Students who are familiar with linear algebra may have got the rules:

the calculation process containing probability multiplying and summation is just consistent with the definition of matrix multiplication.

That's why we say the square of PAM 1 is PAM 2.

Also, please note that PAM 2 does not mean 2% sequence difference.

With the addition of reverse mutation, the corresponding sequence difference is less than 2%.

Similarly, we can calculate PAM 30, PAM 70, or PAM 250.

Here is the PAM 1 in the original paper, and the approach to calculate PAM 250 using matrix self-multiplication.

The scoring matrix is obtained by taking the log odds of each element of the final transition probability matrix from self-multiplication.

The BLOSUM matrix is constructed in the 1990s.

BLOSUM 62 matrix is constructed from multiple sequence alignments

with identity no more than 62%,

Similarly, BLOSUM 80 is based on alignments with identity no more than 80%,

and BLOSUM 45 is worked out from alignments with no more than 45% identity.

So in real application, if your sequences are very different, you could try BLOSUM 45.

On the other hand, for the sequences with fewer differences, BLOSUM 80 could be used.

The most commonly used matrix is BLOSUM 62 matrix.

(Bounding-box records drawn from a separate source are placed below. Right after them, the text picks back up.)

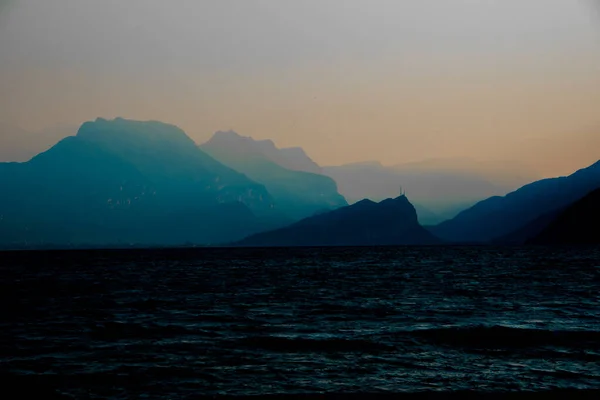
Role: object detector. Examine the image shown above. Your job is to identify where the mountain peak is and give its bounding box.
[77,117,194,146]
[232,196,440,246]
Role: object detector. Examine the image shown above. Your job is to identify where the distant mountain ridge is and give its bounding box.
[0,118,289,245]
[203,130,323,174]
[233,196,441,247]
[431,161,600,242]
[200,131,348,219]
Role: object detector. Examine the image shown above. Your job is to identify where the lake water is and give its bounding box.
[0,247,600,399]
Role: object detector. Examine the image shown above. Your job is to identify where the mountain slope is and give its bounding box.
[431,161,600,242]
[236,196,440,247]
[528,189,600,245]
[323,162,508,225]
[0,118,288,245]
[200,132,347,219]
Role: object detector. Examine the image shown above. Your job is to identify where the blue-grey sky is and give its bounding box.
[0,0,600,175]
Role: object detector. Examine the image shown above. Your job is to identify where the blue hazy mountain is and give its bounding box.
[0,122,79,162]
[200,131,348,220]
[323,159,535,225]
[235,196,440,247]
[0,118,290,245]
[528,189,600,245]
[431,161,600,242]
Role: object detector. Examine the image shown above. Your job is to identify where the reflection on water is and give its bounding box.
[0,247,600,398]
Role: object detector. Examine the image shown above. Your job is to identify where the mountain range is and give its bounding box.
[527,189,600,245]
[0,118,290,246]
[200,131,348,220]
[0,118,600,248]
[323,159,537,225]
[234,196,441,247]
[430,161,600,242]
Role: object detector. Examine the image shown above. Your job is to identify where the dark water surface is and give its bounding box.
[0,247,600,398]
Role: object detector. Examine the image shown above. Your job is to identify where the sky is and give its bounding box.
[0,0,600,176]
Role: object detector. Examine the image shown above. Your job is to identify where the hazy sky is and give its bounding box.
[0,0,600,175]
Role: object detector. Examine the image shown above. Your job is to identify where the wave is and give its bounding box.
[234,336,395,352]
[402,325,600,349]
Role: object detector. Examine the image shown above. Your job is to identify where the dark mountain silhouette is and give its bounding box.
[431,161,600,242]
[528,189,600,245]
[200,131,348,219]
[492,208,563,245]
[323,162,524,225]
[235,196,440,247]
[0,118,289,245]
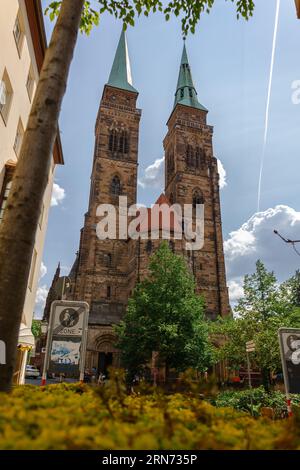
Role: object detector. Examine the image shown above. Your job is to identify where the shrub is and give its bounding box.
[0,379,300,450]
[212,387,300,418]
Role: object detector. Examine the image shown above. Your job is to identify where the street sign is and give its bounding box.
[42,300,89,383]
[246,340,255,352]
[278,328,300,395]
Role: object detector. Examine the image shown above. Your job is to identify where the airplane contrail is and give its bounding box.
[257,0,280,212]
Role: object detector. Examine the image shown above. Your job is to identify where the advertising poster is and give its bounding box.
[279,328,300,393]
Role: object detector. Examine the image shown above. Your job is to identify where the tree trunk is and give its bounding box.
[0,0,84,391]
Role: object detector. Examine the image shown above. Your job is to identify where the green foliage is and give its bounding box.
[116,242,211,375]
[213,387,300,418]
[0,380,300,450]
[211,261,300,371]
[46,0,254,36]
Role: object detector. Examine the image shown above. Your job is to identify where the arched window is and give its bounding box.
[110,176,121,196]
[186,145,194,168]
[193,190,204,209]
[0,165,15,223]
[104,253,112,268]
[196,147,205,168]
[119,130,129,154]
[108,129,118,152]
[106,286,111,299]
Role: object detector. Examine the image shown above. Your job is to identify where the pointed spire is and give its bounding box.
[107,30,137,93]
[174,42,207,111]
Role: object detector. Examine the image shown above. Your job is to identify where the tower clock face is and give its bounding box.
[59,308,79,328]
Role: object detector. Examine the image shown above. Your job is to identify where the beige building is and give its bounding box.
[0,0,63,383]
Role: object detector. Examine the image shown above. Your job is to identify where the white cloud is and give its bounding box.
[39,261,47,280]
[51,183,66,207]
[227,277,244,304]
[224,205,300,302]
[138,157,165,189]
[138,157,227,190]
[218,159,227,189]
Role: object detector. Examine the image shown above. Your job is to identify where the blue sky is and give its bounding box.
[37,0,300,311]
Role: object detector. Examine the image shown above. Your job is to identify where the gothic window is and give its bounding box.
[186,145,194,168]
[193,190,204,209]
[110,176,121,196]
[104,253,112,268]
[196,147,205,168]
[108,129,129,156]
[167,152,174,172]
[106,286,111,299]
[119,131,129,154]
[108,129,118,152]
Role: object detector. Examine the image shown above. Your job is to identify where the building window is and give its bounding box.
[13,12,24,56]
[186,145,195,168]
[14,119,24,157]
[106,286,111,299]
[26,66,35,101]
[146,240,153,255]
[119,131,129,154]
[0,70,13,124]
[28,249,37,290]
[193,191,204,209]
[0,166,15,223]
[108,129,118,152]
[108,129,129,155]
[111,176,121,196]
[104,253,112,268]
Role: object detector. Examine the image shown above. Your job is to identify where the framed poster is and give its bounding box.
[42,300,89,383]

Given the similarity matrix, the next question is how to find out the optimal or suboptimal sequence alignments.

Here, I will mention the intuitional display method called dot matrix.

Dynamic programming has been introduced in the week 2 lecture. In my opinion, its nature is just enumeration.

It searches for the global optimal solution recursively by storing the current optimal result at each step.

BLAST will be introduced next class. Actually, BLAST will also take advantage of some ideas from dot matrix.

You can also get a dot matrix in NCBI BLAST's result.

The most basic dot matrix puts the two sequences on the left and the top of the matrix, respectively.

Then the cells corresponding to matched residues are marked with 1; other cells are marked with 0.

Two identical sequences will fill all the main diagonal cells of the matrix with 1.

Two sequences sharing reversed subsequences will leave in the matrix a segment parallel to the counterdiagonal of the matrix.

Gaps and mismatches will make the segments discontinuous.

Real bioinformatics softwares, such as dottup from EMBOSS package,allow the user to set some parameters such as word size,

making the plotting more meaningful in the biological sense.

The "word size" defines the minimum number of successive aligned residues needed to be regarded as an align.

The example in the previous slide assigns to the "word size" 1.

The dot matrix might seem similar to the dynamic programming matrix,yet they differ a lot in their content:

the dot matrix only focuses on whether the two words from the two sequences formed by the current several local residues match,

while dynamic programming will consider the optimal alignment (and its score) of previous subsequences [at each recursion].

We can see that a long perfect match in sequence alignment

will leave in the dot matrix a continuous segment parallel to the main diagonal.

The BLAST algorithm has taken advantage of this feature [of the dot matrix] to accelerate itself.

That's all for this supplemental video.Hope everyone will learn something from this video.Thank you.